Metastasis, Part 25: Resurgence

in #fiction6 years ago

time2919087_1920.jpg

Part 1: Quarantine
Part 2: Odd Jobs
Part 3: Shuck
Part 4: The Old North
Part 5: Dirty Dave
Part 6: Multipliers
Part 7: Kilogold
Part 8: Analysis
Part 9: Reversal
Part 10: Miss Meta
Part 11: The Fourth Consortium
Part 12: Young Ghost
Part 13: Dungeon Diving
Part 14: Puzzles
Part 15: Calm Before the Storm
Part 16: Eventual
Part 17: Changing History
Part 18: The Gaze
Part 19: Panic
Part 20: Accountability
Part 21: All Good Things
Part 22: Mental Gymnastics
Part 23: Shadow Tactics
Part 24: Timeline Descynchronization

Synopsis(spoilers ahead if you want to read the story from the beginning)

Victor Meta is a time traveler who lived with his wife Janet and his young daughter Mira in a quaint timeline on the edge of obscurity. However, one day he was ambushed by soldiers of the Legion, and was forced to ally with a con artist named Shuck to save them from certain doom. By carefully manipulating time, he was barely successful, thanks to additional help surprisingly provided by his own daughter, now an adult time traveler.

But all of that pales in comparison to the revelation that Mira brings. They were not alone in being targeted. The time traveling family of Meta has been attacked throughout history.

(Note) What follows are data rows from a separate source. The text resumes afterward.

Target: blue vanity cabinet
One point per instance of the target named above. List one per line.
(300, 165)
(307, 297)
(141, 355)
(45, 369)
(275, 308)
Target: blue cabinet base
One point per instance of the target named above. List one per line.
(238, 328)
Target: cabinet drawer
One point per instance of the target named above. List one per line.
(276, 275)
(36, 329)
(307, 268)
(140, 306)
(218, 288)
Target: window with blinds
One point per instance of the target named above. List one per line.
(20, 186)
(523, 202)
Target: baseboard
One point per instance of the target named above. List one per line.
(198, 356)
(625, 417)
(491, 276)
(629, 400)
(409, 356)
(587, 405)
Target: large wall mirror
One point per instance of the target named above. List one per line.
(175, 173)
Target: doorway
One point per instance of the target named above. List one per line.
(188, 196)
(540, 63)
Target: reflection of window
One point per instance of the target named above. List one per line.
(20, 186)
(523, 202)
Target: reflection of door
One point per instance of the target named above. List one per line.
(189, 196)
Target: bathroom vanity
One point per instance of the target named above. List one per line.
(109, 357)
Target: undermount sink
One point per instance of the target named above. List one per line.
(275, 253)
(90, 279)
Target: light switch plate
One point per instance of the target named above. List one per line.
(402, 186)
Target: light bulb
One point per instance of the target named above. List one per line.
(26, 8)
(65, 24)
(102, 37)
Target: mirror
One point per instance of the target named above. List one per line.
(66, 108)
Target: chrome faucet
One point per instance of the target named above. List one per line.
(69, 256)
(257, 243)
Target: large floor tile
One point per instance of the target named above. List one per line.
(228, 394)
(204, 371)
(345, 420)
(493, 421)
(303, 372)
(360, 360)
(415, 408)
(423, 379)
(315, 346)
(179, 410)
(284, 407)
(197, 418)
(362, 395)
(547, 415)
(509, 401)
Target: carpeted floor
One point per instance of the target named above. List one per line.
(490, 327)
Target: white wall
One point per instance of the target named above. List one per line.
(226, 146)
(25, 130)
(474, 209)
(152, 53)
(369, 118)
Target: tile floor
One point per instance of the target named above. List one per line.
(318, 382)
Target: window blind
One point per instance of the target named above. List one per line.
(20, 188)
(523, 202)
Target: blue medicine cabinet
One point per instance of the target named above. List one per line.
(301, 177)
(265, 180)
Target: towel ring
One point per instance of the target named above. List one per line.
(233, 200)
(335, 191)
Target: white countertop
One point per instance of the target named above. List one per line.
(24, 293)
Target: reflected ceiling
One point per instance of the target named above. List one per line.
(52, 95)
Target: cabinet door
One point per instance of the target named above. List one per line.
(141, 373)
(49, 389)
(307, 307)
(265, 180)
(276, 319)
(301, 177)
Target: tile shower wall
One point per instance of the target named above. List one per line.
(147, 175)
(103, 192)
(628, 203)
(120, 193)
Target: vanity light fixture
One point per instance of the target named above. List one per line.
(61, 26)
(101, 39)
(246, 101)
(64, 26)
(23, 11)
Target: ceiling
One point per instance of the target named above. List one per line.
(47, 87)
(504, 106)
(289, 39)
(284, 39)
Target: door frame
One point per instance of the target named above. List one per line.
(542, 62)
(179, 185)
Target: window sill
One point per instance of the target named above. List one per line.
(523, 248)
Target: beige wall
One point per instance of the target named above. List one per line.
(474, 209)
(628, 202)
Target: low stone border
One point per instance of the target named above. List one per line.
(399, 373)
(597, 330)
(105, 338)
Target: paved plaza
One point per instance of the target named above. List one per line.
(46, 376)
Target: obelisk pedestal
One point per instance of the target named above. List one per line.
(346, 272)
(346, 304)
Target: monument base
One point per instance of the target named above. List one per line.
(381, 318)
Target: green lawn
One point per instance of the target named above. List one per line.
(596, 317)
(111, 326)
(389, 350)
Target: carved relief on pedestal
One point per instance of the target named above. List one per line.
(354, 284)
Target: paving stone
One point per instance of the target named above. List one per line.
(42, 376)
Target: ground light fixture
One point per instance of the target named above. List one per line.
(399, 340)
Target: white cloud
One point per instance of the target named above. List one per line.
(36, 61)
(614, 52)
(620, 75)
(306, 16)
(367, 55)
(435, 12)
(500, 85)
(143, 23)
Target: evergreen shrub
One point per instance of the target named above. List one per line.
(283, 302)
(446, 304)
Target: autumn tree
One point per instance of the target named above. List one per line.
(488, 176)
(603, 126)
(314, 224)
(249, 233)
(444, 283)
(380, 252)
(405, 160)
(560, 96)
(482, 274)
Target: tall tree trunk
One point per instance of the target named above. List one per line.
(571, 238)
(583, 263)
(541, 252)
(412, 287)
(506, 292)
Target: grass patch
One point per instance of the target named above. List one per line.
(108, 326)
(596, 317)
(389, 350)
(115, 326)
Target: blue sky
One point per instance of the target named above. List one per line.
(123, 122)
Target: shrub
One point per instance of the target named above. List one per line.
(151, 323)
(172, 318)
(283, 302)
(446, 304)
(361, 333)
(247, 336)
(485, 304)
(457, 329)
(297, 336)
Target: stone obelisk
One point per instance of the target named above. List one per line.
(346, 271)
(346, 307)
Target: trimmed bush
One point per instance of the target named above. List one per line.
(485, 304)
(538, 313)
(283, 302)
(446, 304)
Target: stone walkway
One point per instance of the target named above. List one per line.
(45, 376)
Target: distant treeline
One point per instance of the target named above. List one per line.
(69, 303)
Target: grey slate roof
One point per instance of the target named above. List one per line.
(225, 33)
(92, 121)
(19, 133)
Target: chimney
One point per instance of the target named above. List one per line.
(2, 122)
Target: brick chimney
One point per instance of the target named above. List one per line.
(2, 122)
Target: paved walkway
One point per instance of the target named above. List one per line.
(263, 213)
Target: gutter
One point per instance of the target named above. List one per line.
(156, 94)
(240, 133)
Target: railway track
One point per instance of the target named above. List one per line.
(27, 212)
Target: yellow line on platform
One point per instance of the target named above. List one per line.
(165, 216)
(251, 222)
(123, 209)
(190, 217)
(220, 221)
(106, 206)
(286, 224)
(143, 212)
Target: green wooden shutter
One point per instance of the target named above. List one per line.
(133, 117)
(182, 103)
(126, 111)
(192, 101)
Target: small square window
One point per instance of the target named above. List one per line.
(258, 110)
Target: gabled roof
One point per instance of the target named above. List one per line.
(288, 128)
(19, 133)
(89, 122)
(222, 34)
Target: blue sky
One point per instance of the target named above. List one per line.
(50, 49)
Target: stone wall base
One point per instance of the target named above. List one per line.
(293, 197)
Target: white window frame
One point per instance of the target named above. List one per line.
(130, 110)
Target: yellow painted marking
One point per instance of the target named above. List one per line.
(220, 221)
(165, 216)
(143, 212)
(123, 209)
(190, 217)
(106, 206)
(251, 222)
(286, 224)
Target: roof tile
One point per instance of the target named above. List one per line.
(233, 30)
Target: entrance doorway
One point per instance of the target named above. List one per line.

Ghost, another Gatekeeper who helped Dante Meta escape the coordinated assault, has joined the effort alongside that same Meta to find the masterminds behind the attack. And now, they all are working together to unravel the mystery of the Legion's ability to coordinate throughout time.

They now find themselves in the middle of a veritable warzone, facing contorted monsters called Vorpals. With few options left and other lives at stake, they throw in with a group of survivors to try holding back the encroaching horde. But it proved too much, and with their backs against the wall, Shuck played his trump card, ironically in the form of a summoning card.

With the overwhelming power of Panic, the group is now safe. For the moment. However, their suspicions have finally turned their attention to apprehending Shuck. After losing track of his now traumatized daughter and fleeing a suddenly homicidal Ghost, he now hopes to find some more substantial answers.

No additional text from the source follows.